Segundo o Portal da Prefeitura de Santos:
Em Santos, segundo pesquisa realizada pela professora de História do Brasil da UniSantos, Wilma Therezinha F. Andrade, pelo menos seis quilombos surgiram no século 19. O mais famoso da história paulista foi o de Jabaquara, também conhecido como Vila Redenção, que acolhia milhares de escravos refugiados, vindos das fazendas de café do planalto paulista. No reduto, os negros empregavam sua força, principalmente, nos serviços do porto e da Cidade. (PMS, 2001).

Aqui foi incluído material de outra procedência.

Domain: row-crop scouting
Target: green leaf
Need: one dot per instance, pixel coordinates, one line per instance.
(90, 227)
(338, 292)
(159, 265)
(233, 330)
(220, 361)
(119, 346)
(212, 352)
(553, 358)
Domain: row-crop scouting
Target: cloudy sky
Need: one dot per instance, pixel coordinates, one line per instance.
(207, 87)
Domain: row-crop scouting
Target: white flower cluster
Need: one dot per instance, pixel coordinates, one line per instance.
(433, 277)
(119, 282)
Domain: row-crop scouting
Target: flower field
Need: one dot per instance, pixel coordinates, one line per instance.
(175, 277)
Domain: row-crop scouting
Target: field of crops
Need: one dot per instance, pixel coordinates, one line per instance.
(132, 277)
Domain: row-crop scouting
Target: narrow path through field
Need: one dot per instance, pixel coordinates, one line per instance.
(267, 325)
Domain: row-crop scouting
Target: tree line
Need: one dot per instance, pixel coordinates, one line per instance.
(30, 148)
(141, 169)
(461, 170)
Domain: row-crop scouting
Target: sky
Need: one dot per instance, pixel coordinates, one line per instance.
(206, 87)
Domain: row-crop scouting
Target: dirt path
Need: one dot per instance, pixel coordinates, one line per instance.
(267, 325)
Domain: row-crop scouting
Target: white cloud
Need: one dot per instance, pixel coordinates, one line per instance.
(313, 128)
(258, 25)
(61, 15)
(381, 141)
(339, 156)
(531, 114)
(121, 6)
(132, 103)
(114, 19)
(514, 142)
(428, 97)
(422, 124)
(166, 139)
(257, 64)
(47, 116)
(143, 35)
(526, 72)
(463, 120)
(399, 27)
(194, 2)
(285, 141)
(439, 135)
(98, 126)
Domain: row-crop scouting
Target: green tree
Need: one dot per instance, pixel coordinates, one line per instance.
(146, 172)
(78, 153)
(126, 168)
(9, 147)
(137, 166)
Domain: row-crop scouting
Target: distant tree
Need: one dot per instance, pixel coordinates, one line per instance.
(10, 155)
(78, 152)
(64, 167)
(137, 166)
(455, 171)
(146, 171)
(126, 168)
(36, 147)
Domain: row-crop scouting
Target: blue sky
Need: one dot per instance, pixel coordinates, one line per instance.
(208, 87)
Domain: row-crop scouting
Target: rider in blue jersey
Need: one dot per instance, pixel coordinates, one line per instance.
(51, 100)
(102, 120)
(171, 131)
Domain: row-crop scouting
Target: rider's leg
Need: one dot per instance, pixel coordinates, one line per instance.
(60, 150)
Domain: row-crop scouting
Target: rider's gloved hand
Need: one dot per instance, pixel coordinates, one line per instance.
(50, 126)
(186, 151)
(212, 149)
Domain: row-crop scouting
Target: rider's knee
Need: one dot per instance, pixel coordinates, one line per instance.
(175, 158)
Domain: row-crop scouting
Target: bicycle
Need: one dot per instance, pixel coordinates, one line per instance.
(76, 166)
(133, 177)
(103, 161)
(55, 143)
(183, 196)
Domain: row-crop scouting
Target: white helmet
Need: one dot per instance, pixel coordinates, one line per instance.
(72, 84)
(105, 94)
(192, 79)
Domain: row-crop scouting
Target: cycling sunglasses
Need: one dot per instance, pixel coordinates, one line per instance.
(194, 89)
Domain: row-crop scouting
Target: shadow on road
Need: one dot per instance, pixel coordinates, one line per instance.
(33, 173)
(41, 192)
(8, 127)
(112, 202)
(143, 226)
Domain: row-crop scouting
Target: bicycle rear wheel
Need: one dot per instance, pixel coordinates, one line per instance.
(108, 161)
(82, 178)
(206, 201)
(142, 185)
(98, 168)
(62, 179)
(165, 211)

O porto teve um importante papel nesse processo, como pode ser visto, mas também teve desdobramentos culturais que marcaram a história musical da cidade de Santos e do Estado de São Paulo.
O lazer era desfrutado com muito samba, fandango e batuque.
O Quilombo do Pai Filipe, velho rei africano, foi o primeiro batuqueiro da Cidade, localizado na atual Vila Mathias junto à encosta do Monte Serrat. Ele foi considerado o Rei Batuqueiro e um dos pioneiros do samba paulista. No local, os negros se reuniam aos sábados e domingos para tocar e dançar. Na área continental da Cidade, estava o Engenho dos Quilombos, antiga instalação do Engenho de N. Sª do Quilombo, ocupada por ex-escravos. Além destes, o Sítio do Icanhema, a Casa de Geraldo Leite da Fonseca e Santos Garrafão, considerado o quilombo mais urbano, eram pontos de refúgio no Município. (PMS, 2001).
José Bonifácio era também era um estadista, estrategista e visionário.
Enquanto a América Espanhola se fragmentava em países, alguns dois quais mantêm relações complexas até o presente, José Bonifácio, atuou para que tal não ocorresse com o Brasil. A ideia do País se configurar como um império foi fundamental para assegurar suas fronteiras, mantendo sua integridade territorial e cultural.
Também foi dele a ideia de interiorizar a capital do País, algo que só ocorreu em 1960, com a transferência da sede do Governo Federal para Brasília.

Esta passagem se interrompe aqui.